Sutton’s legacy is that of both a brilliant and uber-consistent moundsman. After retiring in 1988, he still ranks among MLB’s top 10 pitchers all-time in starts, innings pitched and strikeouts and belongs to a group of 24 300-game winners. Effort was as indelible to his legacy as any victory or punchout he ever recorded.

“When I was getting on the bus to go to my first professional Spring Training with the Dodgers,” Sutton told the Los Angeles Times in 2017, “my father, who was a farmer and construction worker, put his hands on my shoulders and said, ‘Son, there’s always going to be somebody better than you, but don’t let anybody outwork you.’ I never forgot those words.”

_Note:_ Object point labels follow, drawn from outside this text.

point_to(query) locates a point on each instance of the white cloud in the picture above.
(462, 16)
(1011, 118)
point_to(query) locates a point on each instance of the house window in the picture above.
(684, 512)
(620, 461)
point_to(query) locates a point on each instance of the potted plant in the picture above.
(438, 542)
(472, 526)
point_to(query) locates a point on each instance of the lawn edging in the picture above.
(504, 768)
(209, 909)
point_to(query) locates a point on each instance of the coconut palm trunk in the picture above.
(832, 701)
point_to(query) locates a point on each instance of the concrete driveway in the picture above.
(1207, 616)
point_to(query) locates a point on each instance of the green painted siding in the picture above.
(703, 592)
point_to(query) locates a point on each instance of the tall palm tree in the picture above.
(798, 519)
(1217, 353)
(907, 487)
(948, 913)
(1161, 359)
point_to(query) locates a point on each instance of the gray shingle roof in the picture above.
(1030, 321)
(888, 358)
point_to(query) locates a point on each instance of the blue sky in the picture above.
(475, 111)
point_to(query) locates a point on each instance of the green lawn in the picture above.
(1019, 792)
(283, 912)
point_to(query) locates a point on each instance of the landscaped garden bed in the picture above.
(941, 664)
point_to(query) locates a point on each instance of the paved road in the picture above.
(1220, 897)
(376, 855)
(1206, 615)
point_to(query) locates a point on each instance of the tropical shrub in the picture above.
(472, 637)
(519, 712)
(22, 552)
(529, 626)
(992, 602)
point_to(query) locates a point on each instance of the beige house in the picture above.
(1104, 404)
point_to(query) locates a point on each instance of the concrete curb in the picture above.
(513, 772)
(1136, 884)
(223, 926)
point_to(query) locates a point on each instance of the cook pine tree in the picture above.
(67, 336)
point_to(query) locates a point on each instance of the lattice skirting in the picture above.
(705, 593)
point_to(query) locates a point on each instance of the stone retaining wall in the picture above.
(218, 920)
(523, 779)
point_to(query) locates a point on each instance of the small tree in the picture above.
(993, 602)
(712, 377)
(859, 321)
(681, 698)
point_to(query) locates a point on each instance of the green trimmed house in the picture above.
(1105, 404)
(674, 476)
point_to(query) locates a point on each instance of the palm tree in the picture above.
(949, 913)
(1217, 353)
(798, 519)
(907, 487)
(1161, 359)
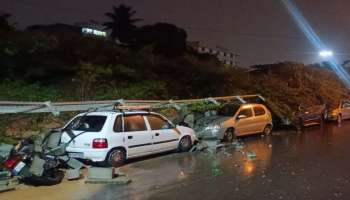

Sutton stayed true to his father's advice -- and then some. While he was never baseball’s greatest superstar in any given year, the sheer breadth and volume of his career achievements is still staggering to this day. Here are a few quick facts you should know about the on-field legacy Sutton leaves behind:

• Sutton logged 16 total years in a Dodgers uniform and matched consistency with excellence. While the Dodgers’ history is as overflowing with all-time pitching talent as any franchise in baseball -- from Dazzy Vance and Don Newcombe, to Koufax and Drysdale, to Hershiser and Valenzuela and all the way through Clayton Kershaw and Walker Buehler -- it’s still Sutton who sits atop the Dodgers’ all-time lists in wins (233), innings pitched (3,816 1/3), shutouts (52) and strikeouts (2,696). Kershaw, who is 170 strikeouts behind Sutton, could soon pass him in that category. But given pitcher usage trends in the modern game, it's hard to see Sutton being displaced in any of those other three stats.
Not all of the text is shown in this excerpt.